Personal life
- Born: 28 May 1860 Tipperary, Ireland
- Died: 4 March 1924 (aged 63) St Vincent's Hospital, Sydney, Australia

Religious life
- Religion: Christian
- Order: Sisters of Charity of Australia

= Anne Daly =

Australian Sister of Charity and founder of hospitals

Anne Daly or Mother Mary Berchmans (28 May 1860 – 4 March 1924) was an Irish-Australian superior general of the Sisters of Charity of Australia and founded numerous hospitals in Australia, as well as being active in education.

==Early life==
Anne Daly was born in Tipperary on 28 May 1860. Her parents were John, a blacksmith, and Mary Daly (née Cleary). She had 8 siblings. The family emigrated to Australia in 1865, settling in Jembaicumbene near Braidwood, New South Wales. Daly was privately educated at home. She applied to the Department of Public Instruction in May 1877, and was appointed an assistant at Braidwood Catholic School.

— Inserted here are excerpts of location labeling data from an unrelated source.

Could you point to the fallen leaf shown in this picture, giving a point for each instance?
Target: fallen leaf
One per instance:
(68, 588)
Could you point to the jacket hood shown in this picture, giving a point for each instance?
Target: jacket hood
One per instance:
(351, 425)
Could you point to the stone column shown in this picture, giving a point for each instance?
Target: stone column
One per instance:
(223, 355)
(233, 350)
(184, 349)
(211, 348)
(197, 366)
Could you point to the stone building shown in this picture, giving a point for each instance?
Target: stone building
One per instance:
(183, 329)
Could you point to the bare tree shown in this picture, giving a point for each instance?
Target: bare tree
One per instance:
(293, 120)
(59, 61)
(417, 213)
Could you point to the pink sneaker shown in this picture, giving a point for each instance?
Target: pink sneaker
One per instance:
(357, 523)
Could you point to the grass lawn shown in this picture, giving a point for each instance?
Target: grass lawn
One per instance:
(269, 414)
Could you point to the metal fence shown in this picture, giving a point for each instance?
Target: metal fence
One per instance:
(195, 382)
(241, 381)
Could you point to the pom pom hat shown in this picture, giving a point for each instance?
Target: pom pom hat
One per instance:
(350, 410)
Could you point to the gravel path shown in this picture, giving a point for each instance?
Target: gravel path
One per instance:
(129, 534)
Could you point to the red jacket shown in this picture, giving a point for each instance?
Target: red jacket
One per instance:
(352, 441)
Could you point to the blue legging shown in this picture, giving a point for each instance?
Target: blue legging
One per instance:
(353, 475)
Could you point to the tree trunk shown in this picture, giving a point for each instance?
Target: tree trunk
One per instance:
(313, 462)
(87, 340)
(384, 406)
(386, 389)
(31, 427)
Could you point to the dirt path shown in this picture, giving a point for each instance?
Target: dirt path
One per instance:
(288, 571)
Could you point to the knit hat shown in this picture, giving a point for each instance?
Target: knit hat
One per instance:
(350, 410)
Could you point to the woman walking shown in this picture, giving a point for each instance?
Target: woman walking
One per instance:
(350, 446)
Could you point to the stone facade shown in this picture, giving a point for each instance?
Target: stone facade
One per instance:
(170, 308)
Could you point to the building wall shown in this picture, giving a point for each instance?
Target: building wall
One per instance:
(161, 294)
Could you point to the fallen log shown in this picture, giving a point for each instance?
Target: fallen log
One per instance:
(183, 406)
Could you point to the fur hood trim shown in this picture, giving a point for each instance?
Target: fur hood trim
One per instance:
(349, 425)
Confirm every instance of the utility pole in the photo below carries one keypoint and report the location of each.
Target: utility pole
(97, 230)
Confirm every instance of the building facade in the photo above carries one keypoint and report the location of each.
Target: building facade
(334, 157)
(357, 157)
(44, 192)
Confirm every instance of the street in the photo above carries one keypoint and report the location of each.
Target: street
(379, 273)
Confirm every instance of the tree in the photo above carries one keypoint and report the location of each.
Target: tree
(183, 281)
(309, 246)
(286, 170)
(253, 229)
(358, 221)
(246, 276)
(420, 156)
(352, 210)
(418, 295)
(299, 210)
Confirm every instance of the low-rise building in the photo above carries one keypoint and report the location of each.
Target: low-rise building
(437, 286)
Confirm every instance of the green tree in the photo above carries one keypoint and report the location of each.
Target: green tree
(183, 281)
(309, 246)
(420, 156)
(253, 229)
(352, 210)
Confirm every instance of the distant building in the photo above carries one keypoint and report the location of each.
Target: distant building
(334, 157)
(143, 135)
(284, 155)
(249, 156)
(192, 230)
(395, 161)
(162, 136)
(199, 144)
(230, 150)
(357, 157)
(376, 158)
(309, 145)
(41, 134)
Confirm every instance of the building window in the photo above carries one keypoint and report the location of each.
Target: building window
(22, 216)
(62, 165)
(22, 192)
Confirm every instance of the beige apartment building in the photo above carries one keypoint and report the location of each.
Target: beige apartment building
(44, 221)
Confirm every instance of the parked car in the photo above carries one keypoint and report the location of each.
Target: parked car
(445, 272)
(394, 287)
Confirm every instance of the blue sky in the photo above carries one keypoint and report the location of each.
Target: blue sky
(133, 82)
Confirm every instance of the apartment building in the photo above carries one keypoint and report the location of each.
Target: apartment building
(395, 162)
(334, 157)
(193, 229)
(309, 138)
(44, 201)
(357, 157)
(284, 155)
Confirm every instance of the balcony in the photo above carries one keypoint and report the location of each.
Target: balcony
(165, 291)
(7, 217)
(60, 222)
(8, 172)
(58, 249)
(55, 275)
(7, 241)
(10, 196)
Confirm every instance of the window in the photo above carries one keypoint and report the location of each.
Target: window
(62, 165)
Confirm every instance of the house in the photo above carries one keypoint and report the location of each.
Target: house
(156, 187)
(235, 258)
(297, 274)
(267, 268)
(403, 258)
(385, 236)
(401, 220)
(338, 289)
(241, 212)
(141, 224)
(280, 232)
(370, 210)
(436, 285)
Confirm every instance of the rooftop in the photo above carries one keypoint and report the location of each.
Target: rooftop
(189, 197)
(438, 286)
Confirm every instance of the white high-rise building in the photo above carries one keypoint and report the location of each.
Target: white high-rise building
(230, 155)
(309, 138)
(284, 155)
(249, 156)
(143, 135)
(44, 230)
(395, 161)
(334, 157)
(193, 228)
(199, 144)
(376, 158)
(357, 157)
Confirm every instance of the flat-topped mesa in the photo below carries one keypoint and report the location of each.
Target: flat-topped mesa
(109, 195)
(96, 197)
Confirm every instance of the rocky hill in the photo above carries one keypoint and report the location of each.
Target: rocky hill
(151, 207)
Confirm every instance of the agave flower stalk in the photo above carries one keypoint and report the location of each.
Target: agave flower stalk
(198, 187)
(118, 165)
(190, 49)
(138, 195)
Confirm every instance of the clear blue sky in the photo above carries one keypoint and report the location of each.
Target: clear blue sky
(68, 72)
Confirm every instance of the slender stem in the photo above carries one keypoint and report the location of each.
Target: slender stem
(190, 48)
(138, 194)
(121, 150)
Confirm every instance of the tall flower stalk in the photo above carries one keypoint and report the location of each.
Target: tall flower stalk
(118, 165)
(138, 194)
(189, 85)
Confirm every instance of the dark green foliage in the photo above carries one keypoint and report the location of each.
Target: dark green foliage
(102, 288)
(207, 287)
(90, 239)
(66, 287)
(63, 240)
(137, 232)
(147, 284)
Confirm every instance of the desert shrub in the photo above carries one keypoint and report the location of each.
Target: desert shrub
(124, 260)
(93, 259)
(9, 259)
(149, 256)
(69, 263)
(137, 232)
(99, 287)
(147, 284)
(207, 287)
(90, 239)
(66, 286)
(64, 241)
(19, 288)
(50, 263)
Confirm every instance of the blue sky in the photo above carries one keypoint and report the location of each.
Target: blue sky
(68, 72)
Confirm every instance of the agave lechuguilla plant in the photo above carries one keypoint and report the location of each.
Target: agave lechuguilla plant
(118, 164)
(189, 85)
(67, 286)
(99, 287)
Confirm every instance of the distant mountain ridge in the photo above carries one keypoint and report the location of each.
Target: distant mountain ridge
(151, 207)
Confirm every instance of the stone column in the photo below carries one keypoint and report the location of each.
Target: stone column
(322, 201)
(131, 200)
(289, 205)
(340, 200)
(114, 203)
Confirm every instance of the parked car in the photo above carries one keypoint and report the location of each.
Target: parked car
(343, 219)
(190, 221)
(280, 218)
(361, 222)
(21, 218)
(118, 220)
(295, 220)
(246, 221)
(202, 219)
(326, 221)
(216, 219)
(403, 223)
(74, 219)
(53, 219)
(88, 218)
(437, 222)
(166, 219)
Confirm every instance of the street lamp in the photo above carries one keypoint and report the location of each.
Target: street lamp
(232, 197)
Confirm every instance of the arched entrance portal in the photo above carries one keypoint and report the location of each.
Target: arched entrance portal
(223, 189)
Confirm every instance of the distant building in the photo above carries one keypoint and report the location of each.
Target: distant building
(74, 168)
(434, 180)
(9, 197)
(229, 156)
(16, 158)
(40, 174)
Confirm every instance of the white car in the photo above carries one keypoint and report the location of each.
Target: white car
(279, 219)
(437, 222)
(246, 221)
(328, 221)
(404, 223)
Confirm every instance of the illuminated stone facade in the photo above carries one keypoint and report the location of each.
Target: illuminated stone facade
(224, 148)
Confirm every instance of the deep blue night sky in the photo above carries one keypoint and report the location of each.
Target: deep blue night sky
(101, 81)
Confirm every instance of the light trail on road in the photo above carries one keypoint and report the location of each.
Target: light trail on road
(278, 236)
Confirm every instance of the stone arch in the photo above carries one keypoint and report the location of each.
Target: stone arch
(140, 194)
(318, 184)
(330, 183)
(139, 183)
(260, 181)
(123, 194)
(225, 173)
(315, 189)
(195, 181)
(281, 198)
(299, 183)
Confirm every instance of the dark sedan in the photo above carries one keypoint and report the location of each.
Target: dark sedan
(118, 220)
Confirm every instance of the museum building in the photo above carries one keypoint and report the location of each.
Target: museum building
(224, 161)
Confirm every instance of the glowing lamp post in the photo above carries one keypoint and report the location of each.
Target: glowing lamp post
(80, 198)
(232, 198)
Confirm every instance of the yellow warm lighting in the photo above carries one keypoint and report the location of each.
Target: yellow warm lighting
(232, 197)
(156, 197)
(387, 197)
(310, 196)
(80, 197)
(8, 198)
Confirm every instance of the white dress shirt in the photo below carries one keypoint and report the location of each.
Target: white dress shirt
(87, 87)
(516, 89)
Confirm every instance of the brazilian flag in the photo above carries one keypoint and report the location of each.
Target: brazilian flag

After further training she taught at Newtown Girls’ School, Grafton Primary, and St Mary's Cathedral Girls' School, Sydney.

==Career==
St Mary's Cathedral Girls’ School was run by the Sisters of Charity, and on 28 May 1881 she entered their congregation at St Vincent's, Potts Point. She received the habit on 22 October 1881, professing on 3 January 1884 as Sister Mary Berchmans. She taught at St Mary's until December 1888, when she was appointed to the Sisters' congregation in Melbourne where she ran St Patrick's School, Victoria Parade. She became superior of the Melbourne convent in 1892, with responsibility for St Patrick's and four other primary schools founded by the Sisters between 1891 and 1897.

The Melbourne convent moved into hospital care in 1893, opening a seven-bed St Vincent's Hospital for the sick poor of the inner city. Daly was the rectress of the hospital, a position she held for the next 30 years. The hospital grew quickly under her leadership, receiving government funding from 1903, and had 120 beds by 1905. She established a nurses' training school affiliated to the Royal Victorian Trained Nurses' Association in 1903, and then in 1910, St Vincent's Clinical School, associated with the University of Melbourne. In 1913 she founded Mount St Evins, a private hospital. From 1911, Daly was involved in the process for the beatification of Mother Mary Aikenhead.

She also, in 1898, bought the land on which the Catholic Ladies College was built three years later.

She was elected superior general of the Australian congregation in 1920, and returned to Sydney. In 1920 she oversaw the foundation of a hospital in Queensland, two further hospitals in New South Wales, and a clinical school at St Vincent's Hospital, Sydney.

== Death and legacy ==
Daly died on 4 March 1924 in St Vincent's Hospital, Sydney, and was buried at Rookwood Cemetery, Sydney. In August 1935, a bronze bust of Daly by Paul Raphael Montford was unveiled in commemoration of her foundation of St Vincent's Hospital, Melbourne, with the hospital opening of the Berchmans Daly wing in October 1960.